T.I.M.E.-D.C. v. Schuirman

42 Wash. App. 607 | Wash. Ct. App. | 1986

Williams, J.

—Charles W. Schuirman, injured in the course of his employment with T.I.M.E.-D.C. on March 25, 1977, filed a claim with the Department of Labor and Industries which resulted on January 10, 1980, in a permanent partial disability award of 30 percent as compared to total bodily impairment. T.I.M.E.-D.C., as a self-insured employer, was responsible for payment of that award.

Schuirman, contending that he was permanently disabled, appealed to the Board of Industrial Insurance Appeals and T.I.M.E.-D.C. cross-appealed arguing that the Department did not properly consider Schuirman's prior work related injury which occurred in 1959. The Department did not participate in the proceedings before the Board which entered its decision on November 23, 1981, finding Schuirman permanently totally disabled because of the combination of his 1959 and 1977 injuries.

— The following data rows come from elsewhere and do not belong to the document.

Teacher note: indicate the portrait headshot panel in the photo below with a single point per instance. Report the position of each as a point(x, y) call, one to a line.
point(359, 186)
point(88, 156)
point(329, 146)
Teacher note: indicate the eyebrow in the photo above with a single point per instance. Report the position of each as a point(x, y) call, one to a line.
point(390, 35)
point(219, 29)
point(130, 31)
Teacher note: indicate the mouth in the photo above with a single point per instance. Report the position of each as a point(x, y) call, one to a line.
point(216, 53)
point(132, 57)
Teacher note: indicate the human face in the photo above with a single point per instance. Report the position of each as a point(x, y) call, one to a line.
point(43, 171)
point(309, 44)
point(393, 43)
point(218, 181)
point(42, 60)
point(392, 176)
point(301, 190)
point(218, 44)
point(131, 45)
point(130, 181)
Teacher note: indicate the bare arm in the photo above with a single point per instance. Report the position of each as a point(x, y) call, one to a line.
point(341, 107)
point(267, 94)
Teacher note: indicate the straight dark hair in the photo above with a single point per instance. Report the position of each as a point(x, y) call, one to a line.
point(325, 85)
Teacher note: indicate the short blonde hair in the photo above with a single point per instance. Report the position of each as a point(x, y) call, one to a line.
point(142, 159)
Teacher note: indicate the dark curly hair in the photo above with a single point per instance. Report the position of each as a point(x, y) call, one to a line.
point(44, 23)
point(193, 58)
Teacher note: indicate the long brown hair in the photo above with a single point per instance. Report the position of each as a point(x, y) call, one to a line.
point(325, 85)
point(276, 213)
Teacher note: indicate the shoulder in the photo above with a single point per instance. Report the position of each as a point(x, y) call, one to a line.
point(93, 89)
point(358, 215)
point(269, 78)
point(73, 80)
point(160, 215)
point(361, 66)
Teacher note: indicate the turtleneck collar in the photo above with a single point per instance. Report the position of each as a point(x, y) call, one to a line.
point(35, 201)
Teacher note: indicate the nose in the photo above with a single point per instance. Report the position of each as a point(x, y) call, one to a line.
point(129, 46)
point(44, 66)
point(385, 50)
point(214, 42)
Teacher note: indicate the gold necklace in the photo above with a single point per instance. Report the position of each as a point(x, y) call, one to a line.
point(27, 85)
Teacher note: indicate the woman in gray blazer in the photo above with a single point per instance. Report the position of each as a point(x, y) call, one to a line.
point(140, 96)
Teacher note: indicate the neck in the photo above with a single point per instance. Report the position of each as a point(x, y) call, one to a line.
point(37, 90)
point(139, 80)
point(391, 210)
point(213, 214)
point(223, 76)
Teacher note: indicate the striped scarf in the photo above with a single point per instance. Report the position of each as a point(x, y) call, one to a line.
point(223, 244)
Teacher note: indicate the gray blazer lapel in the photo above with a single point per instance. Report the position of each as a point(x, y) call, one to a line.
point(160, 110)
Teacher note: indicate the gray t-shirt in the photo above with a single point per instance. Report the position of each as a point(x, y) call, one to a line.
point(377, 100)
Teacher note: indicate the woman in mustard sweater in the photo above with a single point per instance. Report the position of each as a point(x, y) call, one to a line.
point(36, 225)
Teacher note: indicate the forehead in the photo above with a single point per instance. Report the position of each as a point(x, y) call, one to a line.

T.I.M.E.-D.C. appealed the Board's order to the Skagit County Superior Court, notice thereof being given to the *609Department which chose not to participate. RCW 51.52-.110. Schuirman moved to dismiss the appeal because T.I.M.E.-D.C. was not aggrieved, it being entitled to second injury fund relief pursuant to RCW 51.16.120. Up to this point neither the Department nor the Board had considered the applicability of the second injury fund program. Based on Schuirman's motion, the Superior Court remanded the cause to the Department on June 9, 1982, directing it to provide second injury fund relief and retained jurisdiction until an order of the Department allowing second injury fund relief became final. At that time the appeal would be dismissed with prejudice. The Department's motion to vacate this order was denied on March 21, 1983. The Department appeals.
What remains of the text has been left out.